Tensions between aspiration and achievement mark the gritty lived and interpretive complexities of our current moment as we look toward this upcoming Conference. While such tensions are not new in the history of the United States, especially given its identities with the projects of colonialism, genocide, and enslavement, the tug of war between concept and action, belief and behavior, reach and realization, seems exacting and exasperating to us in this time, in this our present, in particular ways. A key part of the backdrop for noticing this messiness, this logic of contradiction in the US historical process, came with the varied senses of promise, expectation, and declarations of a new threshold for racial and broader democratic liberalism accompanying the 2008 election and 2012 re-election of Barack Obama as US president. The nation has indeed made strides in struggles toward equality and reform in areas such as marriage and immigration policies. In recent years, we have witnessed a season of commemorations marking civil rights legislation and policy victories. Yet, within this same season, voting rights have been challenged, and severe economic conditions have exacerbated a deepening politics of racial resentment and a sense of polarizations regarding who is stranger and alien, undocumented or documented, versus who legitimately belongs within the nation. Additionally, Mass incarceration's growth has been unrelenting in scandalously shaping this era, as legal scholar Michele Alexander has called the New Jim Crow. Furthermore, the murder of Trayvon Martin and persistent gaps in achievement and opportunity in K-12 public education have left many wondering just how long can the nation keep living, as if callously, as if without conscience, with flawed legal and other institutional systems. How long can we keep living in such a state of disrepair, disregard, distortion, and in the characterization of legal scholar Patricia Williams, “spirit murder?”

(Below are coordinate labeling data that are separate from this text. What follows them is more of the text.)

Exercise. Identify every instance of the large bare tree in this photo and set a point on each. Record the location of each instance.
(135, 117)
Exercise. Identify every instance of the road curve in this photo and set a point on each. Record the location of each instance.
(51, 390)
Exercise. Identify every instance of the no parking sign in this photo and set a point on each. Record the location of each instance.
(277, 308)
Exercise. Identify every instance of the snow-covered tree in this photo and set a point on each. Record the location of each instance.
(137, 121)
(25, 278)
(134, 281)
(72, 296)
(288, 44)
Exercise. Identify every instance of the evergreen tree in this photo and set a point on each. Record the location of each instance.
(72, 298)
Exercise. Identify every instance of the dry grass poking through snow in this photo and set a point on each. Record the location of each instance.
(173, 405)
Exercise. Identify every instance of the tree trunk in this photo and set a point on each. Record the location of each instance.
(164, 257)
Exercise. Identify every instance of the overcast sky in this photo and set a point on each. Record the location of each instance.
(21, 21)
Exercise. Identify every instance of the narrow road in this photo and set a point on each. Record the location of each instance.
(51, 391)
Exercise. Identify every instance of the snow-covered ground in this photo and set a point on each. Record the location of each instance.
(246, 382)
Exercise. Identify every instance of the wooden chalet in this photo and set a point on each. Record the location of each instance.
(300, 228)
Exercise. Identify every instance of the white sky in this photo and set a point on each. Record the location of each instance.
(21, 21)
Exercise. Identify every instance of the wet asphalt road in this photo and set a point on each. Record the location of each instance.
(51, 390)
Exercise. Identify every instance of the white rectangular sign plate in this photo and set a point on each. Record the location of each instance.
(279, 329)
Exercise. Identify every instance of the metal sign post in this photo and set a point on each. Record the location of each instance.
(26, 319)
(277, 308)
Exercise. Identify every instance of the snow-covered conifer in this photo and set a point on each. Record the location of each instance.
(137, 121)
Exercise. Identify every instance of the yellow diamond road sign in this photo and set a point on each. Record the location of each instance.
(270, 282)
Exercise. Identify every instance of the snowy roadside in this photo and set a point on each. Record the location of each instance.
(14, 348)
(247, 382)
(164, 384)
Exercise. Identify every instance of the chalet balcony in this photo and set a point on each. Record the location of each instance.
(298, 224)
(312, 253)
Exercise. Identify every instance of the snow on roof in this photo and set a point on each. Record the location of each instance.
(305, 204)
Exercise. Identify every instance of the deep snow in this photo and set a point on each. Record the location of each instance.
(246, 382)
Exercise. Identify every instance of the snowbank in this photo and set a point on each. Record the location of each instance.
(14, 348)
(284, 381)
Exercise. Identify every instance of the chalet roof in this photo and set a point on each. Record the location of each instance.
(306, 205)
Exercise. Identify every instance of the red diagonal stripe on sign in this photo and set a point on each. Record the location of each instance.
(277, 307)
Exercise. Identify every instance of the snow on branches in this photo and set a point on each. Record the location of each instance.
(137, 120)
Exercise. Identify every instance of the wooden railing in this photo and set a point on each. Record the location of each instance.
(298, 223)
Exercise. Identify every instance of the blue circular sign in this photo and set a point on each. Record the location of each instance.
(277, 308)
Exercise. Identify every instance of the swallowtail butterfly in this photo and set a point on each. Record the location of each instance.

Imperative and urgent for us then in our work at the nexus of education and justice is asking “What Now?” In what ways must we face our complacencies and wrongheadedness and examine this gridlock between aspiration and achievement? How do we achieve a different and revitalized ground of integrity and graph for action? What forms of critical conscience are we called to imagine, learn, embody and enact? What are the resources from which we may construct and create the pulses and parts of a new conscience? Where and to whom might we look for inspiration, instruction, and intuition? What are the yields of thinking about our diverse histories, thinking institutionally and thinking pedagogically in processing questions such as these? We invite you to join us at this Conference in mapping the reaches of such questions in pursuit of figuring out “What Now.” We welcome and look forward to your contribution of knowledge and questioning, experience and practice, and imagination and courage, for the making of an intrepid project of shaping and documenting the terms of a critical conscience that can speak to our times, one that in the spirit of James Baldwin’s cry at the closing of his clarion work, The Fire Next Time, is willing to “now dare everything” “to achieve our country.”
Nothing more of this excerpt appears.